Capacidade de influência

Ao todo, 200 dos 636 lobbyistas integram directamente as delegações de 29 dos 194 países que estão na COP27. Ou seja, poderão ter acesso às reuniões fechadas onde se discutem os documentos que vão ser aprovados na convenção. Depois dos 70 delegados dos EAU, as maiores contribuições vêm da Rússia, com 33 delegados lobbyistas; o Congo, com 12; o Quénia, também com 12; Omã, com 11; Kuwait, com nove; Angola, com oito; e Canadá, também com oito.

Os outros 436 lobbyistas integram comitivas de organizações intergovernamentais, como a Organização de Países de Exportadores de Petróleo, ou organizações não governamentais, como a Associação do Canadá de Produtores de Petróleo, a Câmara Internacional de Comércio, a Associação de Captura e Armazenamento de Carbono, a Business Europe, a Câmara de Comércio dos Estados Unidos, entre outras.

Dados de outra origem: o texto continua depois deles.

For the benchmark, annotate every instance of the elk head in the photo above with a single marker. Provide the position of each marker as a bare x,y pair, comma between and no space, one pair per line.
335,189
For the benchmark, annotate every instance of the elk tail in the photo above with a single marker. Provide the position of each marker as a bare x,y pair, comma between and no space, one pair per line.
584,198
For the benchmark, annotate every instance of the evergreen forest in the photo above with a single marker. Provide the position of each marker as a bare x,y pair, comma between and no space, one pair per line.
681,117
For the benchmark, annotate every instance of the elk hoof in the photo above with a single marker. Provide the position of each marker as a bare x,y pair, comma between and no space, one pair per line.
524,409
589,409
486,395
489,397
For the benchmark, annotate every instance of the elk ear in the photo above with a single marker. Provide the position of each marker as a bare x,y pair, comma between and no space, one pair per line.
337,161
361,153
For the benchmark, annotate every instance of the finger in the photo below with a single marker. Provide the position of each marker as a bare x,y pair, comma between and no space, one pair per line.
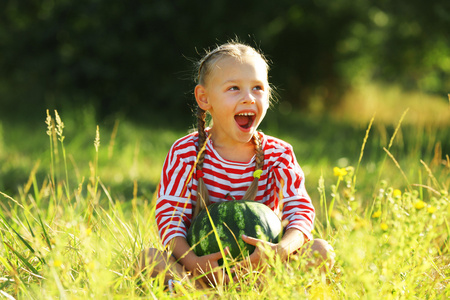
250,240
218,255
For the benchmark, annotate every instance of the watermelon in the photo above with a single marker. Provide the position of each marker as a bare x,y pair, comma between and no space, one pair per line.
232,219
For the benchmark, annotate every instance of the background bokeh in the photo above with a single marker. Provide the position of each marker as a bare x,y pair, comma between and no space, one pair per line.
136,59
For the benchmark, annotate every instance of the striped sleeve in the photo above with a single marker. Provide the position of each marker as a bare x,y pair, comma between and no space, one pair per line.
297,205
173,206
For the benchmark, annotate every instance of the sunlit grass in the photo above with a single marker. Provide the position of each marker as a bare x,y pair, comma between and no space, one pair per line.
386,213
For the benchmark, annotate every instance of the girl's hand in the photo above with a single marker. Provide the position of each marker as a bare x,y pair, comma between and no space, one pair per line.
291,241
258,256
209,265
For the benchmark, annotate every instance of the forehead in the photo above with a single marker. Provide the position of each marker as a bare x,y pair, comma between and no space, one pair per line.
232,68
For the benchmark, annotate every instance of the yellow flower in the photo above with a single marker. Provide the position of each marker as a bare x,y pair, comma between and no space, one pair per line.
376,214
341,172
431,209
419,204
397,193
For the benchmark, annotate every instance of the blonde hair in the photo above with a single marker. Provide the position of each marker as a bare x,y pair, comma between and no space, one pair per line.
205,67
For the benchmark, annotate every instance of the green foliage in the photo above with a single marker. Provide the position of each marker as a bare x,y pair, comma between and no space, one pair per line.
386,212
134,58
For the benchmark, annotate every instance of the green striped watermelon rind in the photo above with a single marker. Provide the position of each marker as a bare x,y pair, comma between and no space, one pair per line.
232,219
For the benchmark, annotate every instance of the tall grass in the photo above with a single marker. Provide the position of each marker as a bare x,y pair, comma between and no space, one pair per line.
390,231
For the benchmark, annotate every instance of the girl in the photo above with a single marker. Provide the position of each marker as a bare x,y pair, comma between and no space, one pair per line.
231,158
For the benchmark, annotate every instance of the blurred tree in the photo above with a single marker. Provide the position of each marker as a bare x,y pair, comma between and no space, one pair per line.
136,58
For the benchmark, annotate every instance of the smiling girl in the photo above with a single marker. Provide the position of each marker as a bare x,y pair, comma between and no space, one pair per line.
231,158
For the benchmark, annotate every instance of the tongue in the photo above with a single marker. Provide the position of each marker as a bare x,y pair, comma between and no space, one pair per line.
241,120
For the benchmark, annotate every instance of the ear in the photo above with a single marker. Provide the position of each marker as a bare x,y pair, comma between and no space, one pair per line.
201,96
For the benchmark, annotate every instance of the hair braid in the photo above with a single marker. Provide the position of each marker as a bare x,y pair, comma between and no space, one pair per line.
202,191
259,164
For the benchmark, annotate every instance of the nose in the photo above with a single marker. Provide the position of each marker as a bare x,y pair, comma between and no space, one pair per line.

Estes lobbyistas, como os restantes participantes da sociedade civil que estão na cimeira, não têm acesso às reuniões fechadas, nem o direito a ter uma palavra na construção dos documentos – apenas as partes e as suas delegações podem fazer isso, ou seja, os 194 países mais a União Europeia. No entanto, podem andar pelo recinto, organizar painéis paralelos, conversar com os delegados e influenciar as decisões dos países.

Entre todos os lobbyistas, há representantes de empresas petrolíferas como a BP, a Chevron, a Petrochina, a Exxon Mobil, a Kwait Oil Company, a TotalEnergies, há empresas ligadas ao sector da energia como a Iberdrola e a EDP, e outras como a Rio Tinto, a JPMorgan Chase, a Bayer, etc.

“Isto acontece num momento em que as pessoas em todo o mundo estão a sofrer com dificuldades financeiras causadas por preços altos de energia e outros milhões [de pessoas estão a sofrer] por causa dos impactos desastrosos das alterações climáticas”, observa Pascoe Sabido. “Em vez de ser o início de uma acção climática real e necessária, a COP27 parece preparar-se para ser um festival dos combustíveis fósseis e dos seus amigos poluidores, impulsionado pelos recentes lucros avultados.”